Now Curemark have finished there phase 3 trial, and guess what? It met both primary and secondary endpoints and has been “fast-tracked” by the FDA.

Congratulations Joan !!!
One of the secrets of her success was to have the good sense to enroll herself in a course on clinical investigation run by Harvard/Massachusetts general hospital.
Curemark Begins NDA Submission for CM-AT Autism Treatment
CM-AT had previously been granted Fast Track status by the FDA, a designation given to drug candidates that treat serious or life-threatening conditions and demonstrate the potential to address unmet medical needs. The rolling submission process allows companies with a Fast Track designation to submit the NDA in sections to the FDA as they are completed.
“Initiating our ‘rolling NDA’ submission is a major step in the registration process for CM-AT,” said Dr. Joan Fallon, Curemark founder and CEO. “We have an extraordinary opportunity to help many children with autism improve the quality of their lives and we will continue to work closely with the FDA to make that happen.”

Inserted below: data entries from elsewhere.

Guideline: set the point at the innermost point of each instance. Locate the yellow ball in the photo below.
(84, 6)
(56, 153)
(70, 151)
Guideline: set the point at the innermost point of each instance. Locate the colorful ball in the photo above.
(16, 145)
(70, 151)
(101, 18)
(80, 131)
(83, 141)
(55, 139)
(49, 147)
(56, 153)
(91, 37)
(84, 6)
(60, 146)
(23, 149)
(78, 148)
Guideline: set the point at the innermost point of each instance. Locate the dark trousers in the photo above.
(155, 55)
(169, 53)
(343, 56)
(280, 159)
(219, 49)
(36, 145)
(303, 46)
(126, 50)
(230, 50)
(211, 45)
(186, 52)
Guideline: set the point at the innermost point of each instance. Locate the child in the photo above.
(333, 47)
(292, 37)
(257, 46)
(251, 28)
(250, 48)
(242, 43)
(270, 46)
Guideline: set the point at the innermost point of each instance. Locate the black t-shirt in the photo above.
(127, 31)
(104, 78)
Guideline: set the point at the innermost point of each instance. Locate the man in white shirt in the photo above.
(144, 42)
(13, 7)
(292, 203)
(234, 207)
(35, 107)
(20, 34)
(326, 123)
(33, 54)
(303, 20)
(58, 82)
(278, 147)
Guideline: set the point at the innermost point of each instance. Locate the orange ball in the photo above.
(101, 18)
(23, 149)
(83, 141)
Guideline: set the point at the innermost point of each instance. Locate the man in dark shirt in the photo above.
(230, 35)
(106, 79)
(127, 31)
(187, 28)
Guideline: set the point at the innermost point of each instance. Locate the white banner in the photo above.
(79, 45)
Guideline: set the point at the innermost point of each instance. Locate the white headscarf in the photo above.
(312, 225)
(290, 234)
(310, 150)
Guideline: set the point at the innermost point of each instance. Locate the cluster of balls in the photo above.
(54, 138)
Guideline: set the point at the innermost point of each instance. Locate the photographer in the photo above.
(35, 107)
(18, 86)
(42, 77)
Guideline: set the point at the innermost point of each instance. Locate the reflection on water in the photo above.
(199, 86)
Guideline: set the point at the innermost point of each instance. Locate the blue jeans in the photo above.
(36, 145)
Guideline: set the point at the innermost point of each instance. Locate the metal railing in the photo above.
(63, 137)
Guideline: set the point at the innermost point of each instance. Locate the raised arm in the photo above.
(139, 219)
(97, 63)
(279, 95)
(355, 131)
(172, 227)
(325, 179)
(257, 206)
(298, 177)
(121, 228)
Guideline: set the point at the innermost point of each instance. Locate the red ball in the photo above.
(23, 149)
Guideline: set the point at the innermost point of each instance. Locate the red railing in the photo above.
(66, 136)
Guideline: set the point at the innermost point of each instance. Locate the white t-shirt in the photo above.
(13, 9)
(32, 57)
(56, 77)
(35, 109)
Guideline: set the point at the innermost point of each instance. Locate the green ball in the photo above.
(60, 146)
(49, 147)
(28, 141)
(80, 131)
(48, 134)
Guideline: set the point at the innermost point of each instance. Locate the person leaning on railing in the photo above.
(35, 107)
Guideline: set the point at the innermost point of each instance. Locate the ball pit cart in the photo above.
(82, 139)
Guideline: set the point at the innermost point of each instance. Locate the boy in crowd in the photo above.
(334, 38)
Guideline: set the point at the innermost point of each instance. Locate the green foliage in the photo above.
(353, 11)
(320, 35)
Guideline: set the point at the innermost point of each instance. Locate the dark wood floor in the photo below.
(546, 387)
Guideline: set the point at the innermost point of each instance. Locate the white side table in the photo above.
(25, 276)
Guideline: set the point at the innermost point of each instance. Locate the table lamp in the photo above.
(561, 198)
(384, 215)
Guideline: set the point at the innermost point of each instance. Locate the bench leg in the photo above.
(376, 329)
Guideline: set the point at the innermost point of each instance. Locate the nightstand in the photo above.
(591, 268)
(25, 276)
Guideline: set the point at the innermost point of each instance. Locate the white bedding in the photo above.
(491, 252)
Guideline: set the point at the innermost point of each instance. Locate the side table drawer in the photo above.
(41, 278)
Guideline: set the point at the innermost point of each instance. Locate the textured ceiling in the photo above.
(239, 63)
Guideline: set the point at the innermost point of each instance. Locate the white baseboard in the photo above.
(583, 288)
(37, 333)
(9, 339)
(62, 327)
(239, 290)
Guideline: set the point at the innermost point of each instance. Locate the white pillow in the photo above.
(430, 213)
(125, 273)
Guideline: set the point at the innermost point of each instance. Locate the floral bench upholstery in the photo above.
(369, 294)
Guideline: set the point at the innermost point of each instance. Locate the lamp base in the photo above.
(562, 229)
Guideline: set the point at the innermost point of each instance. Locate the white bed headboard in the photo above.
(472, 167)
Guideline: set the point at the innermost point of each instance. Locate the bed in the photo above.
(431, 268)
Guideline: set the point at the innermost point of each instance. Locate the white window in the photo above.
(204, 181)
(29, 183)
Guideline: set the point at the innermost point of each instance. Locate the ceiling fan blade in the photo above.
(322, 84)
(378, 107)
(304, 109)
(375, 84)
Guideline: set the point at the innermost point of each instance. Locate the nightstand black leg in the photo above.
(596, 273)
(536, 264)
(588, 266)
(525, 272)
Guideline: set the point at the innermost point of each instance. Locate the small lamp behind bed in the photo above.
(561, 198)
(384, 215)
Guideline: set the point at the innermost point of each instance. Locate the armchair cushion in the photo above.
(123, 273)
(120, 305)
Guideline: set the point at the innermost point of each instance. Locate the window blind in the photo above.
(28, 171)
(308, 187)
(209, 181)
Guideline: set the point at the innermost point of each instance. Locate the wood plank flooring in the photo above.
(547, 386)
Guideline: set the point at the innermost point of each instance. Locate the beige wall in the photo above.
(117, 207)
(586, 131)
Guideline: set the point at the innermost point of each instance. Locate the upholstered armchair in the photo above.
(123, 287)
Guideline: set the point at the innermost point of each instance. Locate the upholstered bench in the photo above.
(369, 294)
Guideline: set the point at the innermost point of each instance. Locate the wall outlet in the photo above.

Curemark previously announced the successful completion of its Phase III multicenter clinical trial of CM-AT for autism. CM-AT met both primary and secondary endpoints in its double-blind, randomized, placebo-controlled study of children with autism at 3 to 8 years of age.


I would suggest those researchers who believe that diet can be an effective therapy in sub-types of ASD take good note of Joan Fallon's methods. You might indeed be right, but unless you can prove it, the skeptics will always hold sway.